UALR women face punishing schedule

University of Arkansas at Little Rock Coach Joe Foley was quick with a joke when asked about the women's basketball nonconference schedule that includes five teams that qualified for the NCAA Tournament last season, including runner-up Mississippi State.

"I don't know exactly where I was, probably some bar somewhere, when that got made out," said Foley, who is entering his 15th season at UALR. "Nearly had to be to be that crazy."

Casting the joke aside, Foley called the schedule's strength a roundabout toast to the success of the Trojans, which are seeking their 11th 20-victory season in 12 years.

Last season, the NCAA mandated that the top 16 seeds in its postseason tournament would host the first- and second-round games.

"So now, all the schools that think they have a chance to get one of those seeds have strengthened their schedule considerably," Foley said Thursday at UALR's media day. "And they've got to get quality teams. That's why I'm saying I think they respect us as a quality program. Most of the time they expect us to win 20 games, have a high [strength of schedule rating]."

After UALR opens the season against Memphis (which did not make the tournament last season) on Nov. 12, the Trojans will play at Texas A&M (second round), Mississippi State and Kansas State (second round) while hosting Oklahoma (second round) and LSU (first round).

UALR would have been in the NCAA Tournament itself, were it not for a 79-71 loss to Louisiana-Lafayette in the Sun Belt Conference Tournament semifinals.
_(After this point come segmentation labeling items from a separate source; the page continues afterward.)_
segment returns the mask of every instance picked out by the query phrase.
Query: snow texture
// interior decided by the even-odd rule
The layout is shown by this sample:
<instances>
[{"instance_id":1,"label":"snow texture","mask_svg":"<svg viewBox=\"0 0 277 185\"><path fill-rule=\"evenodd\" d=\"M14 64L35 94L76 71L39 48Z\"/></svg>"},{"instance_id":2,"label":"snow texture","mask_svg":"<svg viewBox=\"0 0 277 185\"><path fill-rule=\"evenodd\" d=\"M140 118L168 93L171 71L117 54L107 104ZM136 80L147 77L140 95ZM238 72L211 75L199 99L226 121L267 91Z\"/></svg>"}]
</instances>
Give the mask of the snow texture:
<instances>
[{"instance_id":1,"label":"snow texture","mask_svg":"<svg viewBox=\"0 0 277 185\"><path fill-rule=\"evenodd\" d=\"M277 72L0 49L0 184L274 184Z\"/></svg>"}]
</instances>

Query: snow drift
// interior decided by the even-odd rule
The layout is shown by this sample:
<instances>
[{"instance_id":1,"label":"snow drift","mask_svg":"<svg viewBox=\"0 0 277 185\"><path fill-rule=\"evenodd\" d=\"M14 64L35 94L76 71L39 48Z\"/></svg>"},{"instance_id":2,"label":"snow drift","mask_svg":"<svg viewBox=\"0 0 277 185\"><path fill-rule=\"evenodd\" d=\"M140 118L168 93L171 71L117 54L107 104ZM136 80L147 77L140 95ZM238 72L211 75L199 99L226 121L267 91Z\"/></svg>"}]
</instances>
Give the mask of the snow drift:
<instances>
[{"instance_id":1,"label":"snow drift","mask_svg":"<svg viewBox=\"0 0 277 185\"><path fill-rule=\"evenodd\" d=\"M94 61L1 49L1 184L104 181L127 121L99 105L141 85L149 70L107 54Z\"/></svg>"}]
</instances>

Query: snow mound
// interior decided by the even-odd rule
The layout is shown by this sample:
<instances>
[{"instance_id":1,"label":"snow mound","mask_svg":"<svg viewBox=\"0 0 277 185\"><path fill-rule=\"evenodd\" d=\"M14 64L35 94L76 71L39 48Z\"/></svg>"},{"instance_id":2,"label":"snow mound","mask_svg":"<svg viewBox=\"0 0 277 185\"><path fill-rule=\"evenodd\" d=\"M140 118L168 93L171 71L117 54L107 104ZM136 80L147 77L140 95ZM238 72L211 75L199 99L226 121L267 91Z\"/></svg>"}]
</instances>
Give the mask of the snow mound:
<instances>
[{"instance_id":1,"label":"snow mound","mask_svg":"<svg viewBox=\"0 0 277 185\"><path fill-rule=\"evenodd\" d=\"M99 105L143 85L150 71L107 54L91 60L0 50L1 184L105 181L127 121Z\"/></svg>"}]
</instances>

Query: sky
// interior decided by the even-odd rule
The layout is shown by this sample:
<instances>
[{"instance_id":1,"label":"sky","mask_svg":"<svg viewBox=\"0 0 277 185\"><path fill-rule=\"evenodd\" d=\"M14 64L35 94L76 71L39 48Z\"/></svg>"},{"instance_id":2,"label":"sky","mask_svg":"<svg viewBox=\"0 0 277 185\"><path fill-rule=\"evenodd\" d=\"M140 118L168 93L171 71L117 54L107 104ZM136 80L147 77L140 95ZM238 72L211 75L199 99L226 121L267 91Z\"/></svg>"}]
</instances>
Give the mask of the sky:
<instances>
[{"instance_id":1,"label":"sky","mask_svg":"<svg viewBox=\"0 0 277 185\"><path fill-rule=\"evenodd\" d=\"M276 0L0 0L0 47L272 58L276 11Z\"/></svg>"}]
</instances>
The loss left the Trojans to enter the WNIT Tournament with a 17-1 conference record, while Louisiana-Lafayette surrendered the Sun Belt's automatic bid to the NCAA Tournament when it lost to Troy in the conference championship game.

Foley watched from the outside as Troy lost 110-69 to Mississippi State in the first round.

"It breaks your heart [watching another team go instead]," he said. "Especially when you went 17-1, when you know you're the best team in the conference and you just didn't play well. That's tough. The Power 5 conferences have got the big advantage. They're going to have five or six teams in, so you don't have to play that well in your conference tournament. And ours, you just have to play well."

UALR returns three of the five players who played the most minutes last season, including senior guard Monique Townson, who averaged 7.6 points per game.

"Afterwards, we thought back, looked back at the game and realized all the bad things we did," Townson said. "We just try to work on them and get better this season."

The Trojans dominated Sun Belt play with the top defense in the conference (55.2 points allowed per game), and their offense had the Sun Belt's highest team shooting percentage (.430).

But this year, the team will be without guard Sharde' Collins -- last season's Sun Belt Conference Player of the Year, who Foley hired to be the team's director of basketball operations after her eligibility expired.

UALR's top returning scorer is junior forward Ronjanae DeGray (8.8 points per game), and graduate senior forward Keanna Keys will return after missing last season to injury.

Keys and Townson are the only holdovers from the 2014-15 team that lost 57-54 in the second round of the NCAA Tournament.

"I was a freshman when it happened, so it was all surreal to me," Townson said. "That's another experience that I want to feel again. This is my last opportunity to do that."